How Do I Change My Air Compressor’s Water Filter? The Step by Step Guide
Air compressors work by “inhaling” air from their surroundings and compressing it in order to release it out of the nozzle at the desired pressure setting. However, there is an unpleasant side effect to this action—moisture.
Let’s review our elementary science. The air around us contains water vapor, or water that has been heated to gas form by different stimuli. Now, when that air is sucked in by an air compressor and exposed to heat, the water vapor condenses into water droplets.
The same process can be found in the formation of rain, or precipitation. The only difference is that in the process of precipitation, the water is released by clouds in the form of rain. In air compression, that water is left inside the air compressor.
Moisture is negligible if found only in small amounts. However, when left on its own, it can have some nasty side effects. For instance, moisture can join the compressed air released out of the nozzle. You’re basically spraying water, which can ruin your paint job.
If you’re using air compressors professionally, you might want to think about changing the water filter regularly. The water filter is the only thing standing between pure compressed air, and moisture finding its way into the compressed air released by the compressor.
Checking the Water Filter
You don’t have to change the water filter too frequently—you’ll only end up spending hundreds of dollars that way. Instead, you can wait until the moisture levels inside the water filter are such that they send solid water particles together with the compressed air produced.
It’s a very easy process. This is because most, if not all, air compressors have a water filter gauge installed. Now, you simply have to look at that filter in order to determine whether or not the moisture level inside the air compressor is within acceptable levels, or if the filter needs to be changed immediately.
Changing the Water Filter
The air filter can be easily removed, regardless of what model of air compressor you own. Consult the user manual on how you can safely and properly remove the water filter. However, no matter what model of air compressor you have in your facility, it is highly recommended to place the air filter a considerable distance away from the nozzle so it can keep away moisture more efficiently.
One More Thing...
Moisture does not accumulate only in the filters. The water that is produced also finds its way into the air tank, and that is where the compressed air can pick up water particles that are then released together with it through the nozzle. The filter is, in a sense, only a mechanism used to keep water out as much as possible.

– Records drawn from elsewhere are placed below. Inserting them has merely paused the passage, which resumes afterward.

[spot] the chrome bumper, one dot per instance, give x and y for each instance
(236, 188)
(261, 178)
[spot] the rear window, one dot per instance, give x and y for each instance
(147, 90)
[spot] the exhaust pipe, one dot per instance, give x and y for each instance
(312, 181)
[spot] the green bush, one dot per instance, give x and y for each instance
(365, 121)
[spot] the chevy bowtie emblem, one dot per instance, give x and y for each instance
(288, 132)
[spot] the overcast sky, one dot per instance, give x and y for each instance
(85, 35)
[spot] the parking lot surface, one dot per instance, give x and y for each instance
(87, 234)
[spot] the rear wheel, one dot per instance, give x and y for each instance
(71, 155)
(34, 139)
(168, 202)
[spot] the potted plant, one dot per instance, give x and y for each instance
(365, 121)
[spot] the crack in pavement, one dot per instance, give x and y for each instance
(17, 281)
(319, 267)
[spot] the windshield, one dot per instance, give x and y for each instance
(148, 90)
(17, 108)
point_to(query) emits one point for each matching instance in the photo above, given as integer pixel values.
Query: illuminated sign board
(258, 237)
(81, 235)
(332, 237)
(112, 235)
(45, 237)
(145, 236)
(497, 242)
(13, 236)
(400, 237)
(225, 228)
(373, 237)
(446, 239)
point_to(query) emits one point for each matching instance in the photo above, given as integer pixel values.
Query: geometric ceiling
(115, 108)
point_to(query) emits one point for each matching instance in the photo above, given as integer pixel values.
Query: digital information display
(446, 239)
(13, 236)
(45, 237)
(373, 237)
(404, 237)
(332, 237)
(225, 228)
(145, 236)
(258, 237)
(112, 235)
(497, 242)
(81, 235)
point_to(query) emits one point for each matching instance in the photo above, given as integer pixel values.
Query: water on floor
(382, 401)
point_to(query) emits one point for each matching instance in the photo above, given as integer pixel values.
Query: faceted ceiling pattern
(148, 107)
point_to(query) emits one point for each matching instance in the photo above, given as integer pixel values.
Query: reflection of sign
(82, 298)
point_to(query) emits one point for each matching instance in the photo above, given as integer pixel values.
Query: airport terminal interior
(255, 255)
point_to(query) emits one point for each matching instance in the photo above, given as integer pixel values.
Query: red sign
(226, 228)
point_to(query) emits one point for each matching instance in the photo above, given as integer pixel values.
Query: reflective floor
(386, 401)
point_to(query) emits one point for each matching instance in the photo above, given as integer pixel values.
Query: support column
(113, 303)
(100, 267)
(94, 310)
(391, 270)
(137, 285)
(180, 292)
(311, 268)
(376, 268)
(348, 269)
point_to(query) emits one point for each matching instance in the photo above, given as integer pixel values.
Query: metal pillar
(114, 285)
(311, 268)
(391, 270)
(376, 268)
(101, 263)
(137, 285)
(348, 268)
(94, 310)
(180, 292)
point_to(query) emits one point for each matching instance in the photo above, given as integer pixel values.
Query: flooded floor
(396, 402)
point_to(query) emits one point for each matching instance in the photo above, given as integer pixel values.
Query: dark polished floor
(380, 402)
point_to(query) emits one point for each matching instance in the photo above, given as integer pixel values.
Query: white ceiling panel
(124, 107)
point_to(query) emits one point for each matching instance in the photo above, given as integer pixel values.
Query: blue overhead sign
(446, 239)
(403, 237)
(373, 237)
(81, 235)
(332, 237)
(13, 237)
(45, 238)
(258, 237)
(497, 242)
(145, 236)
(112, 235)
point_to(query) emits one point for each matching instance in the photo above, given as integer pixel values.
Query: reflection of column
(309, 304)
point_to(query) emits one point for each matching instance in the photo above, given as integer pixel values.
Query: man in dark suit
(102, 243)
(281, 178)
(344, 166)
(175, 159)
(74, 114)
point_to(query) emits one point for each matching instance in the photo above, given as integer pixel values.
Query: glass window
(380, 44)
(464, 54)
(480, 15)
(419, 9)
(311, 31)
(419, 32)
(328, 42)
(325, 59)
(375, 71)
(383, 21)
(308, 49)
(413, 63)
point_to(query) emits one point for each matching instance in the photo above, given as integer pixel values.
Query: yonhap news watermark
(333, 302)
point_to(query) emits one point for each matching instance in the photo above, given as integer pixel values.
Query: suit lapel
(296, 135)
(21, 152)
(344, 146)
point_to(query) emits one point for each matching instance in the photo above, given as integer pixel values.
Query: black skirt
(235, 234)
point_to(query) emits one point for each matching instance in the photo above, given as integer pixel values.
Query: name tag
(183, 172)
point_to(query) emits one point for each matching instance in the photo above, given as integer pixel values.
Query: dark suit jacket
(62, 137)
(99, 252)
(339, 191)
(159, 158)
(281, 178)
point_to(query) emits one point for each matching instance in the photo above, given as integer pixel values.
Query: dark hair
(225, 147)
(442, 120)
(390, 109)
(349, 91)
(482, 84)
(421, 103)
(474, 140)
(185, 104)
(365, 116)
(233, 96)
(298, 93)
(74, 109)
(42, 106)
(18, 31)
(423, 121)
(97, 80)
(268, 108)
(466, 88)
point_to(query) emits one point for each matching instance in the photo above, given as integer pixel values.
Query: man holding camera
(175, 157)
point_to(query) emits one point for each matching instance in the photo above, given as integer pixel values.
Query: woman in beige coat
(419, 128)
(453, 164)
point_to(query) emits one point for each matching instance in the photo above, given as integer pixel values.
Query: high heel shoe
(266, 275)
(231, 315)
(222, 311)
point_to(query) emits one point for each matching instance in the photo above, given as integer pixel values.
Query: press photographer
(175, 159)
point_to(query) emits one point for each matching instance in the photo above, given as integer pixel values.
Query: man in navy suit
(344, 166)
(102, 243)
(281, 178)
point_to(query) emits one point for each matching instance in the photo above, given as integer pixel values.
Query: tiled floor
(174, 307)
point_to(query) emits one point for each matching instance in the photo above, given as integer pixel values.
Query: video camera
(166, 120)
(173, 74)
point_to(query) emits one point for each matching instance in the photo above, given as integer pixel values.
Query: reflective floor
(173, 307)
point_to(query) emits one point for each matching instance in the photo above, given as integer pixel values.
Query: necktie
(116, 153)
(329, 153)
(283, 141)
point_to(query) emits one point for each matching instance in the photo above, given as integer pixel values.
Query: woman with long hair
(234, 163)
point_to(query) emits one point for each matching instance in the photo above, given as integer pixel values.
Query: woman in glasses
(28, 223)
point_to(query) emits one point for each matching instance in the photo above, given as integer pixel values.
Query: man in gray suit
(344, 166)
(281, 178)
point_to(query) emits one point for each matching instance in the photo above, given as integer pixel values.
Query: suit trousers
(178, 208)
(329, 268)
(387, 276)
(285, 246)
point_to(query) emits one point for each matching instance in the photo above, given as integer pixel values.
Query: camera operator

In other words, you’d also have to think about draining the tank of any residual moisture caused by continued use of the air compressor. There are various ways to do that, and it depends on the particular model of air compressor that you own. Some have drainpipes already installed like washing machines, while others—particularly DIY systems—need to have customized drain systems mounted.
Changing your air compressor’s water filter is but one aspect of the maintenance required by your air compressor so that it can outlive you, or even your sons. There are other concerns when ensuring the performance and longevity of your air compressor.
Air compressors are highly useful machines to have, whether you’re doing it for industrial purposes or for DIY projects. Selecting the right air compressor for you will go a long way for you as the consumer.